REES Visiting Speaker Seminar: Dr. Theresa Satterfield, University of British Columbia – Friday, May 3, 2024

Date(s) - 03/05/2024
3:30 pm - 5:00 pm
550 General Services Building, 550 General Services Building University of Alberta , Edmonton Alberta

Title: Imagining Environmental Futures and the Methodological Challenges that Follow

Speaker: Theresa (Terre) Satterfield, Professor, Institute for Resources, Environment and Sustainability, University of British Columbia

Date: Friday, May 3, 2024

Time: 3:30 pm – 5:00 pm

Location: 550 General Services Building

Abstract: 

The environmental social sciences are increasingly preoccupied with what different publics hope to save, restore or build anew to craft a range of imagined future natures. These examined futures are invariably understood through the lens of what people value and what people fear, and at scales that are both global (e.g., what is needed for the climatic ‘greater good’) and intimately local (e.g., what is possible for an imperilled fish species, or beloved standing forest). Restoration asks, for example, that we both value what is lost and recognize that much of that value does not and never has had market or substitutable equivalents. What then is possible? Similarly, the futures imagined are alive with the promise of transformative repairs – be that a decarbonized atmosphere or the spectre of an enhanced food system — that we can hardly imagine, let alone comfortably embrace.

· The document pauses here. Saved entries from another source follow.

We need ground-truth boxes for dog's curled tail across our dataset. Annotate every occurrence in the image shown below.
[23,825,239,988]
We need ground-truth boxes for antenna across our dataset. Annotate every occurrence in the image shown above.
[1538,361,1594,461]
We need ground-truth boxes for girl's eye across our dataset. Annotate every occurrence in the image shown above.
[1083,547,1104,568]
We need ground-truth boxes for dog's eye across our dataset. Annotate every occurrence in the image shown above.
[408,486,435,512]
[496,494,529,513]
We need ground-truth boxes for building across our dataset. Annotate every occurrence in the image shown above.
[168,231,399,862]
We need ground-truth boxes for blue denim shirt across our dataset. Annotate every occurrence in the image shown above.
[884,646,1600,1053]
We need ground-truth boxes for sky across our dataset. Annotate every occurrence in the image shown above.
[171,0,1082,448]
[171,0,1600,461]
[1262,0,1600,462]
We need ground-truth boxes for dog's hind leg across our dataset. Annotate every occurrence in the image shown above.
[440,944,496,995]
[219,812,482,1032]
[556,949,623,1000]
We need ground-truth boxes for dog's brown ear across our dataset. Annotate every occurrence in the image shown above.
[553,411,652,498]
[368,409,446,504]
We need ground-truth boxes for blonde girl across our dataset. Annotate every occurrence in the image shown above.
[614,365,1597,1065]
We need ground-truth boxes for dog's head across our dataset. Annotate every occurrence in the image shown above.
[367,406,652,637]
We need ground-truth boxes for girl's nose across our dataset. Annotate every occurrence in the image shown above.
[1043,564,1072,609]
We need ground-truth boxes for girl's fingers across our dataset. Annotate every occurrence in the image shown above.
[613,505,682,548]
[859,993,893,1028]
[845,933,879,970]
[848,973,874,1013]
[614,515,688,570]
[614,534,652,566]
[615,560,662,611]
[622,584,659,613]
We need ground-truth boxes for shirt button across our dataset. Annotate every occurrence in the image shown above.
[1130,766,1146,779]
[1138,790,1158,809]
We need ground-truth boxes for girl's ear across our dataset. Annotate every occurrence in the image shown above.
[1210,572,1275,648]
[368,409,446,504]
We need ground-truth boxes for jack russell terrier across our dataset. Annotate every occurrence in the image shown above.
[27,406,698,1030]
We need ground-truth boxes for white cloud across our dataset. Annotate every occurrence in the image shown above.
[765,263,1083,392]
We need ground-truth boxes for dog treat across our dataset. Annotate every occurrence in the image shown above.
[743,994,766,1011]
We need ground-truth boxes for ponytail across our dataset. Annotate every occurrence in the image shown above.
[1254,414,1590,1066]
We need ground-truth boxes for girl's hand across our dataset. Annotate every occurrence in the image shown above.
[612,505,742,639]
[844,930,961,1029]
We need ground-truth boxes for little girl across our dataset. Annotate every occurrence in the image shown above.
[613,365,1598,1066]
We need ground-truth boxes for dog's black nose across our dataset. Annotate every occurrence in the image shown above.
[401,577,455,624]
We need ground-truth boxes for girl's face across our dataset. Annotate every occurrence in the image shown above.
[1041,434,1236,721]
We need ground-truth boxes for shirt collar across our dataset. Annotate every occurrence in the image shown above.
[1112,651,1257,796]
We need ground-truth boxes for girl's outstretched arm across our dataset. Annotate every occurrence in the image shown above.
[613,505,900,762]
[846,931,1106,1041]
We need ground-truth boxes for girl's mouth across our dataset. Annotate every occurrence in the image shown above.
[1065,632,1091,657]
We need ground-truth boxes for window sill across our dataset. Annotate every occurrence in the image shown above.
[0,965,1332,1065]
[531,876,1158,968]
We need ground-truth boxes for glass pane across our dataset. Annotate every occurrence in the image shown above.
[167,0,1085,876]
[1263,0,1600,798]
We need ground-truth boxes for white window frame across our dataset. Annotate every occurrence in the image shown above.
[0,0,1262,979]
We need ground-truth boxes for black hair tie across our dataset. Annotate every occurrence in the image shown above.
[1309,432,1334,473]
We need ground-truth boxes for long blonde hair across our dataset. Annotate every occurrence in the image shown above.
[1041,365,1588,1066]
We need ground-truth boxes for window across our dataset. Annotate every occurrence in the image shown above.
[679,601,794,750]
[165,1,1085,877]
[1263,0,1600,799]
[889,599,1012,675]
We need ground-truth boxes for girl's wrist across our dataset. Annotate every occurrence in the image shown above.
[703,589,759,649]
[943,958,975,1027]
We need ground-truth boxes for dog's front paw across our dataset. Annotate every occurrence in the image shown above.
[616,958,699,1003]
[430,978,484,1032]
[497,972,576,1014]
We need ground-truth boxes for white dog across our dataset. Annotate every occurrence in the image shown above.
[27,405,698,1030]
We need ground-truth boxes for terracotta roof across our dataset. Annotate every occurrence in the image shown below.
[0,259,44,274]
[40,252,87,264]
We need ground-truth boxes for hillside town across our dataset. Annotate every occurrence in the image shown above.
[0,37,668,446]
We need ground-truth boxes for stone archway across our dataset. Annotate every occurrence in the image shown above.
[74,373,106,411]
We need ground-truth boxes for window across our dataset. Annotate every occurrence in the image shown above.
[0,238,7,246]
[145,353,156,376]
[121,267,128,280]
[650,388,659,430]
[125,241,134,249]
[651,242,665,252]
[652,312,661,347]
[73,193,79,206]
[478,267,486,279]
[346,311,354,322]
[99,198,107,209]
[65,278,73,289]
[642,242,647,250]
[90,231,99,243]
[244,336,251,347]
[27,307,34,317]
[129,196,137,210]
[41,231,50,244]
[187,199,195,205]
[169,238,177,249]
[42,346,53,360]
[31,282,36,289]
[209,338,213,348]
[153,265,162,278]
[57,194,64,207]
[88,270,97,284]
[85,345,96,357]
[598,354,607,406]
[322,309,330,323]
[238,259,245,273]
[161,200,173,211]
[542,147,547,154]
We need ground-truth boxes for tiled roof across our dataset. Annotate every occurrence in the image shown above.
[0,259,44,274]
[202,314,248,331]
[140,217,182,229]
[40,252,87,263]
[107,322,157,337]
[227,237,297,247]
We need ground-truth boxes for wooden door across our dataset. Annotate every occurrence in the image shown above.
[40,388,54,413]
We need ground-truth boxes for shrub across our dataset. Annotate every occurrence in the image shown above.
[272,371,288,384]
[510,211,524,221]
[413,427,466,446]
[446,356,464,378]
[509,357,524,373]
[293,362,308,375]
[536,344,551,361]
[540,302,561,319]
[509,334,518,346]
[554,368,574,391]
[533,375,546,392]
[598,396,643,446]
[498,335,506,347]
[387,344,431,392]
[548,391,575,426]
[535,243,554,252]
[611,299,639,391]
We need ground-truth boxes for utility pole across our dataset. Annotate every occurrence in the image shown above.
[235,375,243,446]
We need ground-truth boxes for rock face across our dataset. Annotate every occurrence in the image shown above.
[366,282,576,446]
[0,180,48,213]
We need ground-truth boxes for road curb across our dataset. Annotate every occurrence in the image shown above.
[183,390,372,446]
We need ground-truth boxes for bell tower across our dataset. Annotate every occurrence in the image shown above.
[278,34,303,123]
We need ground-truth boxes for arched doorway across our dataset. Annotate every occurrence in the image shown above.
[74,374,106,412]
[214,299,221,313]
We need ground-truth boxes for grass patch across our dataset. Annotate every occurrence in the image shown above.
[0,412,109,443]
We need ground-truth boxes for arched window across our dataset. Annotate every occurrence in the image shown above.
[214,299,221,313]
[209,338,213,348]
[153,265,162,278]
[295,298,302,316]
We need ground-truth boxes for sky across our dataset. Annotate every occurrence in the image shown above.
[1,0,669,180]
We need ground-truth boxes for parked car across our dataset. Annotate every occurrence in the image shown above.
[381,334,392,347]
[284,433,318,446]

Are the solutions seen as similarly or more problematic than the problems they might solve and how can we know? This presentation will consider these imagined futures in reference to a range of case studies taken from food, biodiversity, and restoration contexts, and where climate-mitigating technologies are unfolding. The goal is to come to some first principles as to how can we reasonably understand these visions and what methodological approaches might better articulate the intangible value of place, the emergent and nervous quality of imagined futures, and a more historically honest recognition and accounting of loss.